2013 Lecture Series
Monday, September 30 at 6:00 p.m.
Pietro Laureano (University of Pennsylvania)
Eco Mimicry: Design with Traditional Knowledge
Pietro Laureano, an architect and urban planner, teaches at the University of Pennsylvania. He is a UNESCO consultant for arid regions, water management, Islamic civilization and endangered ecosystems. He has rebuilt the water systems of Petra, in Jordan, contributing to the UNESCO plan for ‘Greater Petra’, and restored canals and drainage systems in Lalibela, Ethiopia, as team leader of the UNESCO and World Monument Fund (WMF) projects. He has led the recovery of the troglodyte city of the Sassi of Matera in southern Italy and is founder and coordinator of Ipogea, Centre for Studies on Traditional Knowledge. He is part of the working group responsible for drafting the new UNESCO Landscape Convention. As Italian representative on the Technical-Scientific Committee of the United Nations Convention to Combat Desertification (UNCCD), and as Chairman of the Panel for Traditional Knowledge, he has promoted the creation of a World Bank of Traditional Knowledge and its Innovative Use (www.tkwb.org). This initiative is being pursued with UNESCO through the creation of the International Traditional Knowledge Institute (ITKI), based in Florence. He is author of Sahara, the Unknown Garden (1988) and Gardens of Stone, the Sassi of Matera and Mediterranean Civilization (1993).

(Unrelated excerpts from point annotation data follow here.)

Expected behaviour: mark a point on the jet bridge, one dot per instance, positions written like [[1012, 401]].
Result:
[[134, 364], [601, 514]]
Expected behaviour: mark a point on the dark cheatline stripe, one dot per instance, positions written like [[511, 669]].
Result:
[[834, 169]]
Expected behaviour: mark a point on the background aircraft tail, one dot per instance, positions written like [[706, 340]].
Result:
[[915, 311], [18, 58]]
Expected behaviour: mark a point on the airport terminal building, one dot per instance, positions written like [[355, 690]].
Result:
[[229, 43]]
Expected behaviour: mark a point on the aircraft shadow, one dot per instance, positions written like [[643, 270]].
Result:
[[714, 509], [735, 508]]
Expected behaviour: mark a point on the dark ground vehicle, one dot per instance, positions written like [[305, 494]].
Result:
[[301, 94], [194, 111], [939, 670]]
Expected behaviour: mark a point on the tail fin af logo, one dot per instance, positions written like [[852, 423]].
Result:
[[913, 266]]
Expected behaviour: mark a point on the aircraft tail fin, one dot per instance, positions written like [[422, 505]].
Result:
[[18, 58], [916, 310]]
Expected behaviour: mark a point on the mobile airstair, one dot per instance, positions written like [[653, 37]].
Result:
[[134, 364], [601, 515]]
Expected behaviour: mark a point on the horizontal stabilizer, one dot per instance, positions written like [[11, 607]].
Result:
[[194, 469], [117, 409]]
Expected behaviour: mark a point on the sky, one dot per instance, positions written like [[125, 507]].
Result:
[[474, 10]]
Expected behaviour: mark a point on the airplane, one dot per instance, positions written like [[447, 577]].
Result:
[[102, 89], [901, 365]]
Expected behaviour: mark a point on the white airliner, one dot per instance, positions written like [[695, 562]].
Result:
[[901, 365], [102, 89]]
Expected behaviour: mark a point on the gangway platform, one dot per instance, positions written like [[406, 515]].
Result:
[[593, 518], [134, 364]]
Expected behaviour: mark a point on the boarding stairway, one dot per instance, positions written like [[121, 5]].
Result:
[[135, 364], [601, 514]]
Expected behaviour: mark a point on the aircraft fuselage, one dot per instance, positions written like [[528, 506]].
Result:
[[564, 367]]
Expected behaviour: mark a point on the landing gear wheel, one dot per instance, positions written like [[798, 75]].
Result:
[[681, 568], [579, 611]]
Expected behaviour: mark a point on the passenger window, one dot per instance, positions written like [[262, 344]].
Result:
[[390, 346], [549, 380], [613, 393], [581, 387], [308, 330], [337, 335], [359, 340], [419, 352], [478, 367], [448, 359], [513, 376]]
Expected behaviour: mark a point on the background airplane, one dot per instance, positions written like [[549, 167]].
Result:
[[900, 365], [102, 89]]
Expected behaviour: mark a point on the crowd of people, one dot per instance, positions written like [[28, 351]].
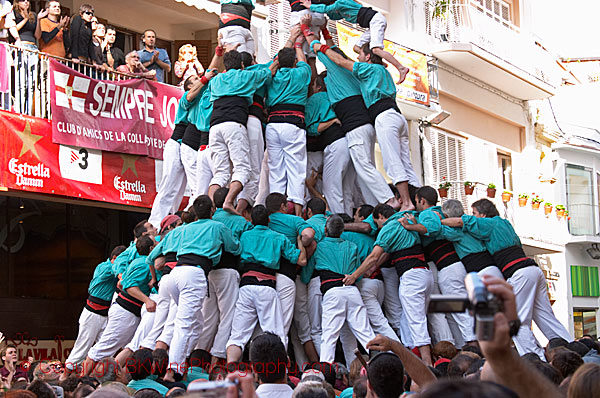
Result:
[[295, 266]]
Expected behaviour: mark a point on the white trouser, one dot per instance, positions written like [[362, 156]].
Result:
[[376, 32], [91, 326], [188, 159], [173, 178], [392, 134], [256, 304], [451, 281], [256, 150], [337, 169], [438, 323], [372, 293], [163, 302], [204, 171], [119, 330], [144, 327], [286, 145], [531, 294], [361, 143], [229, 146], [188, 291], [235, 35], [286, 291], [343, 304], [218, 310], [415, 287]]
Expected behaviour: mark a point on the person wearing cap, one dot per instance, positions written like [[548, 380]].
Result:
[[261, 252]]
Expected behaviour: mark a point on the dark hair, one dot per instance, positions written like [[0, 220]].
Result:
[[274, 201], [383, 210], [140, 229], [365, 210], [286, 57], [428, 193], [41, 389], [260, 215], [219, 196], [578, 347], [203, 207], [247, 59], [232, 60], [160, 358], [486, 207], [465, 388], [317, 205], [385, 375], [117, 250], [147, 393], [548, 370], [141, 365], [200, 358], [268, 357], [566, 362], [375, 59], [144, 245]]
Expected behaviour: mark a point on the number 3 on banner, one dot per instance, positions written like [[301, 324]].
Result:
[[84, 155]]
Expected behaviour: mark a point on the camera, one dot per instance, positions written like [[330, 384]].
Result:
[[482, 304]]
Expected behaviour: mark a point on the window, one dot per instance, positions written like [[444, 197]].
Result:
[[584, 322], [580, 200]]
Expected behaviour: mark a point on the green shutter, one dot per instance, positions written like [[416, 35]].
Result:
[[584, 281]]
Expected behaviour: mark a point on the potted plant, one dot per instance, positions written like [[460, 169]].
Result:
[[469, 187], [443, 188], [491, 190], [523, 199]]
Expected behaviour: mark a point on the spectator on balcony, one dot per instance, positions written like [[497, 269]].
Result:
[[112, 57], [153, 58], [82, 45], [133, 66], [51, 30]]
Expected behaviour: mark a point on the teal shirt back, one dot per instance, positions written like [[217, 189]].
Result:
[[364, 243], [104, 282], [336, 255], [137, 274], [341, 9], [289, 85], [207, 238], [238, 83], [432, 222], [148, 383], [237, 224], [264, 246], [464, 243], [393, 237], [496, 232], [289, 225], [318, 110], [376, 83]]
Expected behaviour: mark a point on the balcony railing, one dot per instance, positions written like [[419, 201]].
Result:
[[490, 28], [29, 83]]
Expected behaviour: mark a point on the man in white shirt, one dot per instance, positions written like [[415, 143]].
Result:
[[269, 360]]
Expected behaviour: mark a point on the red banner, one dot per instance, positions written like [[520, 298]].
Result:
[[32, 162], [131, 116]]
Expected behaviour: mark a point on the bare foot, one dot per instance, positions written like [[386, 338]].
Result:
[[228, 207], [403, 73]]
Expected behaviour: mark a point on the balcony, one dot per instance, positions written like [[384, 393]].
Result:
[[478, 38]]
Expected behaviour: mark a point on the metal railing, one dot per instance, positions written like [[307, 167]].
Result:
[[29, 83], [474, 22]]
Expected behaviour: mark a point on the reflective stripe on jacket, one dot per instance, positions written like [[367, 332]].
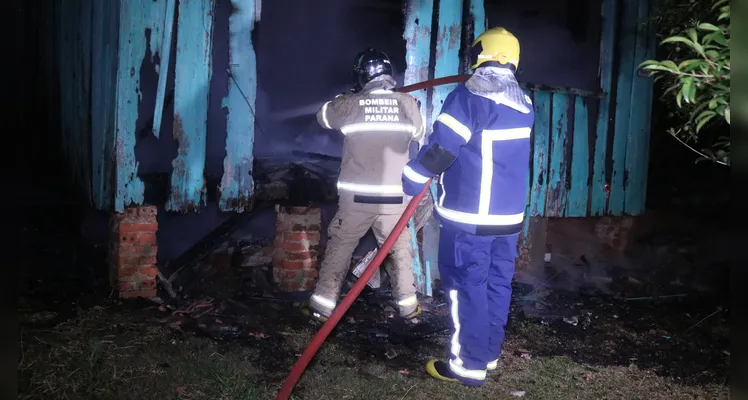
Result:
[[480, 149], [379, 125]]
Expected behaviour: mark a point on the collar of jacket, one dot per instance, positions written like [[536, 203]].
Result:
[[385, 82]]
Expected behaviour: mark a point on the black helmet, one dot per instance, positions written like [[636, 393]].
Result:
[[368, 65]]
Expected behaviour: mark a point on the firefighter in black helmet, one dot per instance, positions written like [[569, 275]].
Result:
[[378, 125]]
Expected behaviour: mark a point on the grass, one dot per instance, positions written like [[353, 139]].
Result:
[[112, 353]]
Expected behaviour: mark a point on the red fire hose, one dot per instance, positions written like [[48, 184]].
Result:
[[434, 82], [349, 298]]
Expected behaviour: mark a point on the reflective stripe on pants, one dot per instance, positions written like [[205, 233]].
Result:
[[345, 230], [476, 274]]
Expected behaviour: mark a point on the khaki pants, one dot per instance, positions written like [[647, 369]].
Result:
[[345, 231]]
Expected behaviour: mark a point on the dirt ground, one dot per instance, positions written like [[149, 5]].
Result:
[[77, 342]]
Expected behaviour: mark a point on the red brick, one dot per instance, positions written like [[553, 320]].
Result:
[[306, 228], [309, 284], [146, 238], [311, 273], [296, 264], [137, 293], [295, 247], [301, 236], [301, 256], [141, 273], [291, 286], [130, 228]]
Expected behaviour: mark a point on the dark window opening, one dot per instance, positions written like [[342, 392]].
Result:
[[559, 39]]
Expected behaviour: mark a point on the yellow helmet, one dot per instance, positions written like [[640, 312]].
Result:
[[496, 44]]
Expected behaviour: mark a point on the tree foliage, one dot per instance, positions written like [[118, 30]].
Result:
[[695, 73]]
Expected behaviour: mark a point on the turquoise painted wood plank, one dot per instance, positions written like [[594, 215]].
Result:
[[163, 71], [598, 192], [530, 180], [540, 136], [417, 35], [84, 43], [557, 196], [580, 161], [191, 89], [138, 19], [237, 184], [627, 69], [447, 58], [478, 12], [637, 146], [104, 83]]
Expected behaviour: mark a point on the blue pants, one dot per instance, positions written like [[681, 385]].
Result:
[[476, 275]]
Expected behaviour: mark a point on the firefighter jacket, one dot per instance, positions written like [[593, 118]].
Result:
[[480, 149], [379, 125]]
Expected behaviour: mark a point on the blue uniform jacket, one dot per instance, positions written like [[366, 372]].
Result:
[[480, 151]]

Monday, October 14 at 6:00 p.m.
Alessandro Vettori (Rutgers University)
The Lustful Poets in Dante’s Commedia
Alessandro Vettori is Chair of the Department of Italian at Rutgers, The State University of New Jersey, where he teaches Italian and Comparative Literature. His main research interests are: Autobiography, the re-writing of scripture in the western tradition, the interconnectedness of literature and religion, and the development of the concept of love in European literature. He has published a book on Franciscan poets of the thirteenth century entitled Poets of Divine Love (Fordham University Press, 2004), a monograph on Giuseppe Berto, La passione della scrittura (Marsilio Editore, 2013), has edited three collections of essays, and has written articles on Dante, Boccaccio, Francis of Assisi, Iacopone da Todi, Diego Fabbri, and Luigi Pirandello. He is currently finishing a book manuscript on the rhetoric of prayer in the Divine Comedy.
Monday, November 11 at 6:00 p.m.
Maurizio Viroli (Princeton University)
Machiavelli and Republican Political Thought
Maurizio Viroli is Professor of Political Theory within the Department of Politics and associated faculty within the Department of History at Princeton University. He is Director of the Institute for Mediterranean Studies at the Università della Svizzera Italiana in Lugano, Switzerland, where he is full professor of Political Communication. He also serves as Senior Research Fellow at the Collegio Carlo Alberto of Moncalieri, and has founded and is now the Director of a Master’s program in Civic Education established at Asti by Ethica Association of Asti with the support of Professor Robert P. George and the James Madison Program of Princeton University. Finally, he is the scientific coordinator of the Academies of Civic Education of the Compagnia San Paolo Foundation, and since 2005 he participates in the projects of Civic Education organized by the Department of Education of the Marche region, Italy.
His main fields of research are political theory and the history of political thought, classical republicanism and neo-republicanism, with a special expertise on Niccolò Machiavelli and Jean Jacques Rousseau, republican iconography, the relationship between religion and politics, patriotism, constitutionalism, classical rhetoric, political communication, citizenship, and civic education.
He holds a Laurea degree in Philosophy from the University of Bologna and a PhD in Political and Social Sciences from the European University Institute of Firenze. His dissertation, on Rousseau’s political thought, was published with the title Jean Jacques Rousseau and the Well-Ordered Society, Cambridge University Press, 1988.